Ein Edelstahlgrill ist mehr als eine silberne Haube
Bei vielen Gasgrills beschreibt der Begriff Edelstahl nur einzelne sichtbare Bauteile. Für die Haltbarkeit ist wichtiger, welche Komponenten aus welchem Werkstoff gefertigt sind und wie gut die Konstruktion Wasser, Fett, Hitze und Reinigungsmittel verträgt.
Diese Bauteile sind besonders relevant
Grillrost
Ein massiver Edelstahlrost ist pflegeleicht, korrosionsarm und mechanisch robust. Stärke und Geometrie beeinflussen Wärmespeicherung und Kontaktfläche.

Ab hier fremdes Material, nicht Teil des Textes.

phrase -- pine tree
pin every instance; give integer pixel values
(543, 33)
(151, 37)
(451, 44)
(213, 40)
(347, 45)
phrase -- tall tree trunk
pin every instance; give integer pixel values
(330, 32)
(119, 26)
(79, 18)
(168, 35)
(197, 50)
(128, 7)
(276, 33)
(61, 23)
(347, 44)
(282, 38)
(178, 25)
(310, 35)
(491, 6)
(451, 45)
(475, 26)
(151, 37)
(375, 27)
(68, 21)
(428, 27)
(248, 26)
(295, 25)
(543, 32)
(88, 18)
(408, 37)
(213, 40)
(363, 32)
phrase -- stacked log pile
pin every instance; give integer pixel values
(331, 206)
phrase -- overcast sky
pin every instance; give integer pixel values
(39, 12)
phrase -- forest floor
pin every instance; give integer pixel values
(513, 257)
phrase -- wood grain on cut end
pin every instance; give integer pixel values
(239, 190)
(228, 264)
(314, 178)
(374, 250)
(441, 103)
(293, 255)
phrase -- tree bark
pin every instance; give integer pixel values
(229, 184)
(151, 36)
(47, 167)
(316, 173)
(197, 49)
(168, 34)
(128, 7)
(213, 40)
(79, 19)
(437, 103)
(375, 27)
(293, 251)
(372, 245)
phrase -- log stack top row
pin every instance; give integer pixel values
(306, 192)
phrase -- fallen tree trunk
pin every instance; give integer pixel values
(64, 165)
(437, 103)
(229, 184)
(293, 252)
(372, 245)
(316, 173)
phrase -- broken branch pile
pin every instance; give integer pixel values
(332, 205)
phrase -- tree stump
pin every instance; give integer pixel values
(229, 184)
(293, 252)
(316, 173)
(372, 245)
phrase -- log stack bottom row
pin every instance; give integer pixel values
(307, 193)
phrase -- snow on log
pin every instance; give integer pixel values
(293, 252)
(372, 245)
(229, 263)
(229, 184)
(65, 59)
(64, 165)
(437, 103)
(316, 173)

Brenner und Flammenschutzbleche
Diese Teile sitzen direkt in der heißen, feuchten und salzhaltigen Zone. Materialstärke, Ersatzteilverfügbarkeit und eine einfache Demontage sind hier oft wichtiger als polierte Außenflächen.
Grillkammer und Unterbau
Auch ein hochwertiger Deckel hilft wenig, wenn tragende Bleche dauerhaft Feuchtigkeit sammeln. Achte auf Entwässerung, gut erreichbare Fettauffangsysteme und austauschbare Verschleißteile.
304, 430 oder 316?
Die Werkstoffnummer allein entscheidet nicht über die Gesamtqualität. 304 ist für viele Grillanwendungen ein bewährter austenitischer Edelstahl. 316 bietet eine höhere Beständigkeit gegen chloridhaltige Umgebungen, ist aber nicht für jeden Standort notwendig. Ferritische Edelstähle können ebenfalls sinnvoll eingesetzt werden, reagieren jedoch anders auf Magnete und Korrosionsbedingungen.
Kaufcheck
- Werkstoffangaben für Rost und Brenner getrennt prüfen.
- Materialstärken und Konstruktion höher gewichten als Hochglanzoptik.
- Ersatzteile für Brenner, Zündung und Fettwanne prüfen.
- Auf reale Grillfläche und Brenneranordnung achten.
- Bei Küstennähe oder Poolumgebung die Korrosionsbedingungen besonders beachten.
Unsere Produktdatenbank trennt deshalb Grillrost, Gehäusematerial und bekannte Edelstahlgüten voneinander, statt alles unter einem pauschalen Edelstahl-Label zusammenzufassen.